With dignity traced to his Yale University education, Whitmore tells the Will Rogers story with studied terseness then transforms himself in the persona of the Oklahoma cowboy humorist.
     
Without mentioning the tragic history of Ford's Theatre, Whitmore's one-man show, Will Rogers' U.S.A., flashes stage into a snapshot of the times when Will Rogers' humor bolstered America's sagging spirit and taught gentle lessons to Congress.
     
Whitmore, between other acting engagements, performed his one-man show eight times between 1970 and 2000 on the Ford's Theatre stage.
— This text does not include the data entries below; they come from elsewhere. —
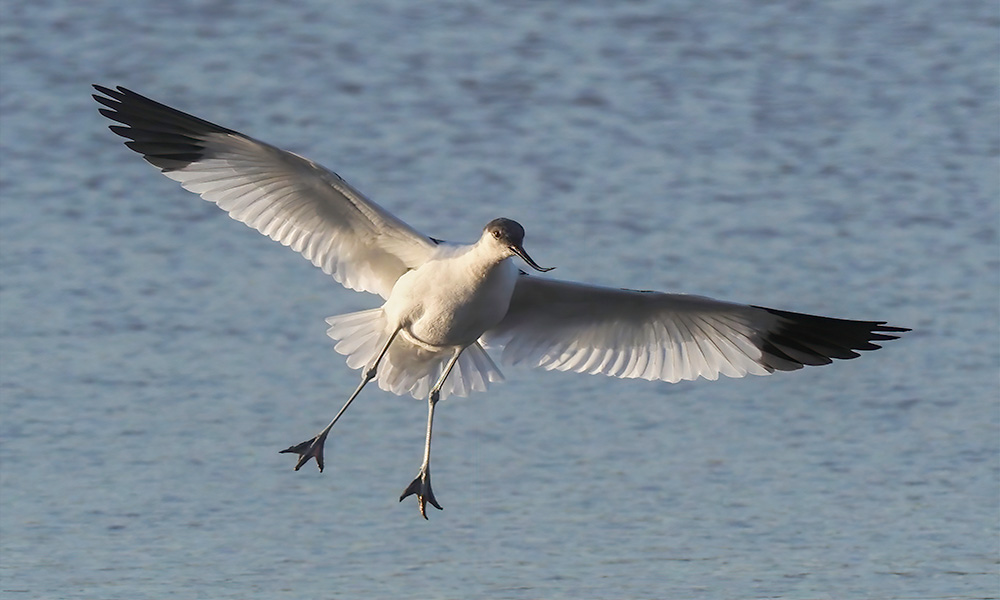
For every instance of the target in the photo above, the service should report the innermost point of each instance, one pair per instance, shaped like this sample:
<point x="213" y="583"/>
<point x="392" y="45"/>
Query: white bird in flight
<point x="446" y="303"/>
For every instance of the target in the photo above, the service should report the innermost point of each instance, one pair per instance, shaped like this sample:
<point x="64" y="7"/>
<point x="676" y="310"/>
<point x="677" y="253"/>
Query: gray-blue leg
<point x="421" y="485"/>
<point x="314" y="448"/>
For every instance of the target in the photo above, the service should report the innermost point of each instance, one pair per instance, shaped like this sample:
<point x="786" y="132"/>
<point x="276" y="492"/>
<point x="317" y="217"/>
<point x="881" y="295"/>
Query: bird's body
<point x="455" y="298"/>
<point x="445" y="304"/>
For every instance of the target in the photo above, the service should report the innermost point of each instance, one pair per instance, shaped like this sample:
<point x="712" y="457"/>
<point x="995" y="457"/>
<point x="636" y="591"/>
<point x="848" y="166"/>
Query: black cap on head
<point x="511" y="234"/>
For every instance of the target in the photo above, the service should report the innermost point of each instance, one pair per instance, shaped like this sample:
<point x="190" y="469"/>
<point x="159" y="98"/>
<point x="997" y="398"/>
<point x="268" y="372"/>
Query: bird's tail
<point x="407" y="367"/>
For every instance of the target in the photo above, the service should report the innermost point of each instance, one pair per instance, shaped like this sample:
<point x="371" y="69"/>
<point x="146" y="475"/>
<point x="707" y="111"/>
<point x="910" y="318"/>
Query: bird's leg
<point x="313" y="448"/>
<point x="421" y="485"/>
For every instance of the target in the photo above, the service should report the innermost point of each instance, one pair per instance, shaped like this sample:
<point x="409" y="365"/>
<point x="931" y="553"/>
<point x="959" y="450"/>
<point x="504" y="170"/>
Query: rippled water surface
<point x="833" y="158"/>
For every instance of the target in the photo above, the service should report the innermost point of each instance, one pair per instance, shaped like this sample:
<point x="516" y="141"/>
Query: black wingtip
<point x="799" y="340"/>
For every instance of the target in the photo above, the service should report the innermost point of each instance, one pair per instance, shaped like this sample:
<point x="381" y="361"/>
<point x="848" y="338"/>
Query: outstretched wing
<point x="286" y="197"/>
<point x="571" y="326"/>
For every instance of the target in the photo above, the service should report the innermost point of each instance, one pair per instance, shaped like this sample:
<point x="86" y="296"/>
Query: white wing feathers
<point x="286" y="197"/>
<point x="550" y="324"/>
<point x="570" y="326"/>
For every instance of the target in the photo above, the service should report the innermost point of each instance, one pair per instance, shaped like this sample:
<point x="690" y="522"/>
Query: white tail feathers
<point x="407" y="367"/>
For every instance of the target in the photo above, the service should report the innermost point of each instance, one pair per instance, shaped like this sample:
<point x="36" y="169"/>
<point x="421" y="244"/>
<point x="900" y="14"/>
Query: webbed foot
<point x="308" y="449"/>
<point x="421" y="486"/>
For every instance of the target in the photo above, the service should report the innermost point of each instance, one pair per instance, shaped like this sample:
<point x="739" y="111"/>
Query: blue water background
<point x="837" y="158"/>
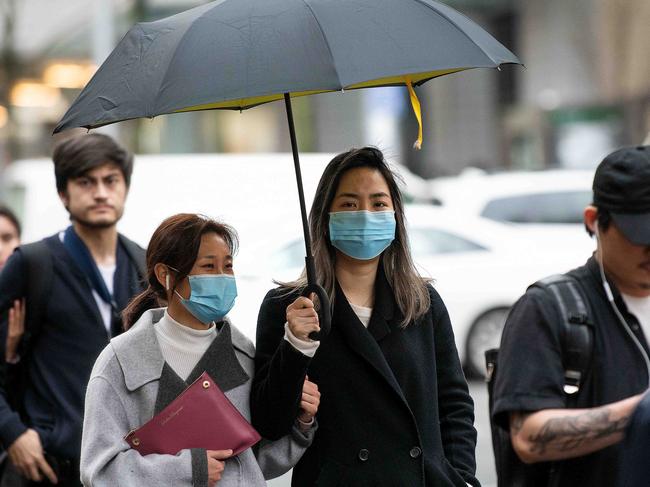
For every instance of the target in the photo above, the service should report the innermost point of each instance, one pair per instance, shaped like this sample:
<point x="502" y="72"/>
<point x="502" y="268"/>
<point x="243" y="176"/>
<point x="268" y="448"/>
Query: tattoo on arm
<point x="571" y="432"/>
<point x="517" y="422"/>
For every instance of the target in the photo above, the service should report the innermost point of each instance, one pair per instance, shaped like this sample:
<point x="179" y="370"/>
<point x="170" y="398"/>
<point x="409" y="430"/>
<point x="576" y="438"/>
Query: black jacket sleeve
<point x="455" y="405"/>
<point x="13" y="284"/>
<point x="279" y="370"/>
<point x="531" y="374"/>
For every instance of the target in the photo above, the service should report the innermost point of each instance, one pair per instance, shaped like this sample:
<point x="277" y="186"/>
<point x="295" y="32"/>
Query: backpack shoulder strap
<point x="40" y="274"/>
<point x="576" y="332"/>
<point x="137" y="255"/>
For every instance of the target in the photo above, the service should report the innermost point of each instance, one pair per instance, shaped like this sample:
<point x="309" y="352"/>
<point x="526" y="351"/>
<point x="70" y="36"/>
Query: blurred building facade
<point x="585" y="90"/>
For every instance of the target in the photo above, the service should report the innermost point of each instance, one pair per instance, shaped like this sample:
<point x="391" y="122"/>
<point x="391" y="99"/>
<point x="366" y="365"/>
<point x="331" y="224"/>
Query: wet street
<point x="484" y="459"/>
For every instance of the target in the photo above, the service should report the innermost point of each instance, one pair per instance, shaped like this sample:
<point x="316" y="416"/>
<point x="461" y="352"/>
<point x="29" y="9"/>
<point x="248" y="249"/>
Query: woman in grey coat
<point x="189" y="262"/>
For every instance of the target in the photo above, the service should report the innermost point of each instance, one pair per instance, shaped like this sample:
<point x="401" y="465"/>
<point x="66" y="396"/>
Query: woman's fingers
<point x="302" y="318"/>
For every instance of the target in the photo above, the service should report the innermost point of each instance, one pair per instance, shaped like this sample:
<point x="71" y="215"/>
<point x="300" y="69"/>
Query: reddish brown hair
<point x="175" y="243"/>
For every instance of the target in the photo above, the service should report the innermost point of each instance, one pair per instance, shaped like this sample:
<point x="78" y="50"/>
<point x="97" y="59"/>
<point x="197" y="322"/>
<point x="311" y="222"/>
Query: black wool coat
<point x="395" y="408"/>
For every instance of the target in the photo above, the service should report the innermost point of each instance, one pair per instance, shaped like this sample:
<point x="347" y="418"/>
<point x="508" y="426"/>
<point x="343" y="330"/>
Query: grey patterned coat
<point x="130" y="382"/>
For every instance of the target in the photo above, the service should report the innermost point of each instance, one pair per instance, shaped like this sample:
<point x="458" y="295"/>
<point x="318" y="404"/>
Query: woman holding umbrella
<point x="190" y="269"/>
<point x="395" y="407"/>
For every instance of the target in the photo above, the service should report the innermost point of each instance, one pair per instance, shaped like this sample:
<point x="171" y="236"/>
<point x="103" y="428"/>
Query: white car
<point x="479" y="267"/>
<point x="545" y="204"/>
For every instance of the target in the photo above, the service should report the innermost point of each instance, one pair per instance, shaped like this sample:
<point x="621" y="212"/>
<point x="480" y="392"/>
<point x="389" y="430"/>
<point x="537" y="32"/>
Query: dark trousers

He delivered Will Rogers in dozens of other venues, always with academic correctness heavy with history but lightened with laughter.
     
James Whitmore's one-man portrayal of Will Rogers links the two talents across the decades and into many hearts and minds.
     
As Nelson Pressley wrote in the Washington Post of February 18, 2000:
     
"Twirling a lariat and stamping his feet delightedly at his own jokes, Whitmore makes the business of playing one of America's great humorists look like the most enjoyable thing a person can do here in Washington."

 

Charles Rogers presents the
award to actor James Whitmore who played Will Rogers for 30 years in the one-man show, Will Rogers' U. S. A. The final 12-show performance occurred in February 2000 at Ford's Theatre in Washington. Charles Rogers, a horseman of Phoenix, is a grandson of Will Rogers.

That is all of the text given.